Comparative evaluation of post-thawed frozen semen quality of American Brahman and Charolais bulls using Computer-Assisted Sperm Analysis (CASA)
Article Sidebar
Main Article Content
Abstract
This study aimed to compare the post-thaw quality of frozen semen from American Brahman and Charolais bulls using Computer-Assisted Sperm Analysis (CASA). Frozen semen from 8 American Brahman and 8 Charolais bulls, with 10 straws per bull, was thawed at 37 °C for 30 seconds and evaluated for total motility, progressive motility, sperm morphology, and kinematic parameters, including linearity, beat-cross frequency, amplitude of lateral head displacement, and the ratio of straight-line velocity to curvilinear velocity.
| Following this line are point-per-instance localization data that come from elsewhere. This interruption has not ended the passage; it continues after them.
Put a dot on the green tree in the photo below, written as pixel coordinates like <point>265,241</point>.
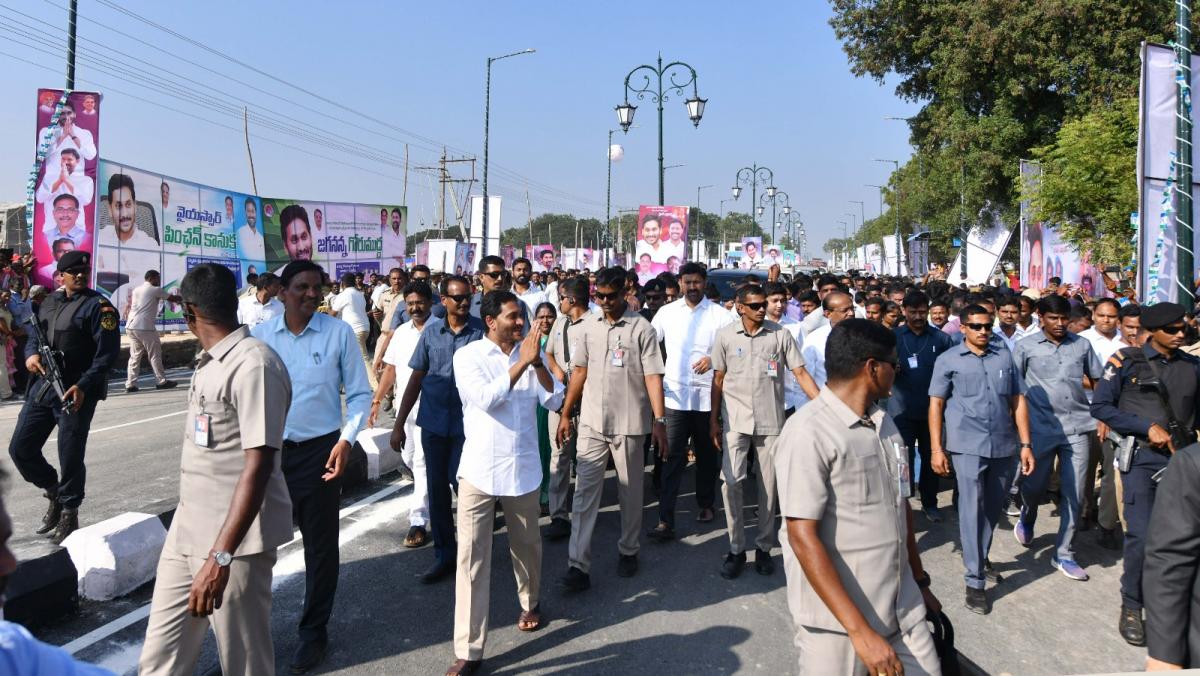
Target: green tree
<point>1089,184</point>
<point>996,78</point>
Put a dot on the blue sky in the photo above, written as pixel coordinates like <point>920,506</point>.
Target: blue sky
<point>778,84</point>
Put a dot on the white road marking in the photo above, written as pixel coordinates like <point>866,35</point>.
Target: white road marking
<point>287,566</point>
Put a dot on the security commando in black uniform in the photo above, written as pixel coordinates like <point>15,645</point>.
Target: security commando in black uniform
<point>81,328</point>
<point>1150,394</point>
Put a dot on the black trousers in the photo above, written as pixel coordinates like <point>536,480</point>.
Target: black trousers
<point>34,426</point>
<point>915,432</point>
<point>682,426</point>
<point>315,504</point>
<point>442,456</point>
<point>1139,500</point>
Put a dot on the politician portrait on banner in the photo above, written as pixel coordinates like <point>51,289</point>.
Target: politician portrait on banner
<point>64,216</point>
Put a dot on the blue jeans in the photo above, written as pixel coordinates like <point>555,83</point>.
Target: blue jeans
<point>1072,453</point>
<point>442,456</point>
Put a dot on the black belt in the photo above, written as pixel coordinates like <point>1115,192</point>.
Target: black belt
<point>289,443</point>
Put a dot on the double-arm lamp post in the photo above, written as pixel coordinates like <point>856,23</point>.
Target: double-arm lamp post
<point>755,175</point>
<point>658,95</point>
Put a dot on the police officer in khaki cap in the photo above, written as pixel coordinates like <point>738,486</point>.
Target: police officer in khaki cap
<point>82,328</point>
<point>856,586</point>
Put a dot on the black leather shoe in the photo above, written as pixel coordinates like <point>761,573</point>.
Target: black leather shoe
<point>558,530</point>
<point>762,562</point>
<point>977,600</point>
<point>67,524</point>
<point>439,569</point>
<point>576,580</point>
<point>1108,538</point>
<point>733,564</point>
<point>53,513</point>
<point>627,566</point>
<point>1132,627</point>
<point>309,654</point>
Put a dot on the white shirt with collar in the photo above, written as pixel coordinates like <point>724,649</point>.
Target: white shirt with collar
<point>814,358</point>
<point>252,312</point>
<point>144,306</point>
<point>352,307</point>
<point>1103,346</point>
<point>499,455</point>
<point>688,335</point>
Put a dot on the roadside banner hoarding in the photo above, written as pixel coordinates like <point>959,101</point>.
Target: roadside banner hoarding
<point>661,238</point>
<point>1158,279</point>
<point>751,252</point>
<point>541,257</point>
<point>987,244</point>
<point>1044,255</point>
<point>580,258</point>
<point>147,221</point>
<point>64,207</point>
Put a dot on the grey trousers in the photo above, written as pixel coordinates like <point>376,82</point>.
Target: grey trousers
<point>243,623</point>
<point>831,652</point>
<point>737,454</point>
<point>983,488</point>
<point>1073,454</point>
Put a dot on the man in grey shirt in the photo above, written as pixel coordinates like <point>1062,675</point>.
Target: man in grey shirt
<point>1054,364</point>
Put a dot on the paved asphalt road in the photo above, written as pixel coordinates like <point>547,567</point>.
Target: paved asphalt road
<point>677,616</point>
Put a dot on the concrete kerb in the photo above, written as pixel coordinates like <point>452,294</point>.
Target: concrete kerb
<point>118,555</point>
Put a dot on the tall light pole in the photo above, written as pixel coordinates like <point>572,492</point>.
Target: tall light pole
<point>695,105</point>
<point>897,209</point>
<point>754,175</point>
<point>1183,209</point>
<point>695,228</point>
<point>487,114</point>
<point>774,201</point>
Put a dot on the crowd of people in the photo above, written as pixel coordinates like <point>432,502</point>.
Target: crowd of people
<point>840,398</point>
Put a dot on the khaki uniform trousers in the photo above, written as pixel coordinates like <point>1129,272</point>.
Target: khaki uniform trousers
<point>473,579</point>
<point>735,459</point>
<point>561,468</point>
<point>592,459</point>
<point>831,652</point>
<point>144,342</point>
<point>243,623</point>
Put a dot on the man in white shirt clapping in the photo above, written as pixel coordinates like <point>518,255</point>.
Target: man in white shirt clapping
<point>351,306</point>
<point>501,386</point>
<point>143,334</point>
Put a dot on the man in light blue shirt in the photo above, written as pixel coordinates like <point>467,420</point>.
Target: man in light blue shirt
<point>323,357</point>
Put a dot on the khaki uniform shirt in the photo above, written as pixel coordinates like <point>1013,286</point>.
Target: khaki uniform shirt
<point>557,346</point>
<point>243,386</point>
<point>837,470</point>
<point>755,370</point>
<point>618,357</point>
<point>389,301</point>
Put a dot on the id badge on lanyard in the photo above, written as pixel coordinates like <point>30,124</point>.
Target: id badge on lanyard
<point>903,472</point>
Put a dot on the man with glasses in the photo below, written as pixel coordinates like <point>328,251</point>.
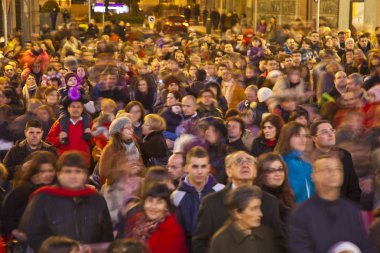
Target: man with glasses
<point>213,212</point>
<point>326,222</point>
<point>323,136</point>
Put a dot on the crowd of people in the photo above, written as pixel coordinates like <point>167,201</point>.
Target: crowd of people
<point>244,142</point>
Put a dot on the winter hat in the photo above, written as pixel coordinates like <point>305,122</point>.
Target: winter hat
<point>274,73</point>
<point>68,76</point>
<point>263,94</point>
<point>7,50</point>
<point>218,124</point>
<point>118,123</point>
<point>344,247</point>
<point>375,91</point>
<point>172,79</point>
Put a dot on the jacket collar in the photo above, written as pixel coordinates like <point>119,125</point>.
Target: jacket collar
<point>185,185</point>
<point>62,192</point>
<point>239,235</point>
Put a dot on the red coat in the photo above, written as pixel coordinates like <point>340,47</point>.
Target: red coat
<point>168,237</point>
<point>75,139</point>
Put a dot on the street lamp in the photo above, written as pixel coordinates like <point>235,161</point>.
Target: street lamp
<point>317,16</point>
<point>89,11</point>
<point>5,19</point>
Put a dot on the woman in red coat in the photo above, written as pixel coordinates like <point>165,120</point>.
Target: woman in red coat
<point>155,224</point>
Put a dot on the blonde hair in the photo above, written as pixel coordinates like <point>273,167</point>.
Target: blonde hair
<point>108,101</point>
<point>156,122</point>
<point>3,171</point>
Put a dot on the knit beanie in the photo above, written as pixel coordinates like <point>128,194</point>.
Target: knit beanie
<point>263,94</point>
<point>68,76</point>
<point>118,123</point>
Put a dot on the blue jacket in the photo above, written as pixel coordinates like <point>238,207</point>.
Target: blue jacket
<point>299,176</point>
<point>187,200</point>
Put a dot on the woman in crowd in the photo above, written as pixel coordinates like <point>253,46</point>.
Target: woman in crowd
<point>30,89</point>
<point>144,94</point>
<point>272,176</point>
<point>244,232</point>
<point>136,109</point>
<point>122,146</point>
<point>207,104</point>
<point>119,165</point>
<point>156,224</point>
<point>51,99</point>
<point>9,97</point>
<point>270,131</point>
<point>222,102</point>
<point>215,136</point>
<point>153,147</point>
<point>291,145</point>
<point>46,116</point>
<point>40,171</point>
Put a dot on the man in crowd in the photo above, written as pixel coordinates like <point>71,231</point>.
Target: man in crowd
<point>323,135</point>
<point>326,222</point>
<point>75,132</point>
<point>69,209</point>
<point>196,185</point>
<point>23,148</point>
<point>176,168</point>
<point>241,170</point>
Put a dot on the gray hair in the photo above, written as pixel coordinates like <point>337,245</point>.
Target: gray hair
<point>357,78</point>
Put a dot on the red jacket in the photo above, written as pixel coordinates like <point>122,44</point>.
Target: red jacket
<point>168,237</point>
<point>75,139</point>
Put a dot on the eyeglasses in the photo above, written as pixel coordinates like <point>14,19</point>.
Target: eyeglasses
<point>274,170</point>
<point>241,160</point>
<point>328,170</point>
<point>326,131</point>
<point>302,135</point>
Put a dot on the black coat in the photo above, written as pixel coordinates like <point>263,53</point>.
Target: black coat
<point>84,218</point>
<point>318,224</point>
<point>237,145</point>
<point>172,120</point>
<point>213,212</point>
<point>14,206</point>
<point>17,154</point>
<point>153,146</point>
<point>259,146</point>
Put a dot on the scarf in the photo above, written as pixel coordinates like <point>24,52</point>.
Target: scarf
<point>63,192</point>
<point>228,90</point>
<point>270,143</point>
<point>144,228</point>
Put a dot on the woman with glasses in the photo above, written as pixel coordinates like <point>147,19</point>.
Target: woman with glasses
<point>291,145</point>
<point>270,131</point>
<point>119,164</point>
<point>144,94</point>
<point>137,110</point>
<point>272,177</point>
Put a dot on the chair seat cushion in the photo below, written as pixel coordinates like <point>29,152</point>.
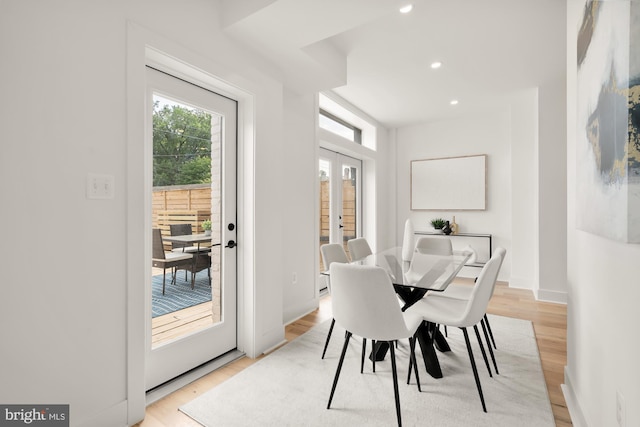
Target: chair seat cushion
<point>455,291</point>
<point>174,256</point>
<point>190,249</point>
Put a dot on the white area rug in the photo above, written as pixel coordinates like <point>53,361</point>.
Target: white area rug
<point>291,386</point>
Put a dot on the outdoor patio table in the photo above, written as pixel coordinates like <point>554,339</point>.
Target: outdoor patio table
<point>191,240</point>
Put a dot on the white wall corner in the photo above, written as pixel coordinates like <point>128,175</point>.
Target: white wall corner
<point>575,412</point>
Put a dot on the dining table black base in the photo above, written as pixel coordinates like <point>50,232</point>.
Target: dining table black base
<point>429,337</point>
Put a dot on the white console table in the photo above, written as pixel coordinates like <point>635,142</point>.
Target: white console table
<point>461,240</point>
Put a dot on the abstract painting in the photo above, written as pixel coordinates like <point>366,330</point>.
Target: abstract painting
<point>608,116</point>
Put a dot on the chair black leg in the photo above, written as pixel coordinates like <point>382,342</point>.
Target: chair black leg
<point>473,366</point>
<point>335,380</point>
<point>484,353</point>
<point>326,343</point>
<point>164,278</point>
<point>373,362</point>
<point>486,320</point>
<point>486,337</point>
<point>413,362</point>
<point>395,382</point>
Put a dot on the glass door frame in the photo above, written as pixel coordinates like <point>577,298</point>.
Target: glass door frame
<point>336,221</point>
<point>200,341</point>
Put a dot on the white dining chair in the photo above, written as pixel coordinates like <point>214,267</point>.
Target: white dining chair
<point>463,292</point>
<point>364,304</point>
<point>434,245</point>
<point>331,252</point>
<point>464,313</point>
<point>358,248</point>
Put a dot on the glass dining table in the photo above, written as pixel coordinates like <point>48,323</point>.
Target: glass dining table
<point>412,280</point>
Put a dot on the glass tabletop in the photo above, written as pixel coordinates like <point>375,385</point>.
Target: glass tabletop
<point>432,272</point>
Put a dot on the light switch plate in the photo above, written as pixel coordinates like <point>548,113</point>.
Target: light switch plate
<point>100,186</point>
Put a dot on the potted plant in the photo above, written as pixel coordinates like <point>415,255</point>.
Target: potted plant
<point>438,223</point>
<point>206,226</point>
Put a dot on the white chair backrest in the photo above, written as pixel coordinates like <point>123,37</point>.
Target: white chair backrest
<point>434,245</point>
<point>483,290</point>
<point>408,241</point>
<point>364,303</point>
<point>358,248</point>
<point>332,252</point>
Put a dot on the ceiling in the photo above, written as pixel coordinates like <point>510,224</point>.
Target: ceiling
<point>379,60</point>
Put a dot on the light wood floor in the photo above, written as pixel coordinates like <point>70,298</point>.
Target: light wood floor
<point>549,321</point>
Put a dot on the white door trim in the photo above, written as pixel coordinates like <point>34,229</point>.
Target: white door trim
<point>147,48</point>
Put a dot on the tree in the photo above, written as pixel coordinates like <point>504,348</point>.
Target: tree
<point>181,145</point>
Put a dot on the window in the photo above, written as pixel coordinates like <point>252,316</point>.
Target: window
<point>338,126</point>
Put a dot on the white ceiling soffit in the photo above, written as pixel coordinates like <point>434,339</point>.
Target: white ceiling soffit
<point>379,59</point>
<point>296,34</point>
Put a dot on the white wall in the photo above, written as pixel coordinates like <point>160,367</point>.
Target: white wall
<point>299,224</point>
<point>65,114</point>
<point>526,194</point>
<point>602,343</point>
<point>483,134</point>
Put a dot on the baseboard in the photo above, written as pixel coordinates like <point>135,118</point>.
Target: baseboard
<point>551,296</point>
<point>115,415</point>
<point>577,418</point>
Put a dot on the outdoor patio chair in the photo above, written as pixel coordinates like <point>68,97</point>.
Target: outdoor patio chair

The results showed that sperm from American Brahman bulls had significantly higher progressive motility and linearity compared to Charolais bulls (P<0.05), whereas Charolais bulls exhibited significantly higher beat-cross frequency than American Brahman bulls (P<0.05). No significant differences were observed in total motility or other evaluated parameters (P>0.05). These findings indicate some breed-specific differences in post-thaw semen quality, which can be used to support the selection of suitable sires for artificial insemination and genetic improvement of beef cattle under tropical conditions in Thailand.
Article Details
This work is licensed under a Creative Commons Attribution-NonCommercial-NoDerivatives 4.0 International License.
References
กรมปศุสัตว์. 2560 ประกาศกรมปศุสัตว์ เรื่อง การรับคืน และผลคืนใช้เชื้อสำหรับผสมพันธุ์สัตว์ พ.ศ. 2560. กระทรวงเกษตรและสหกรณ์.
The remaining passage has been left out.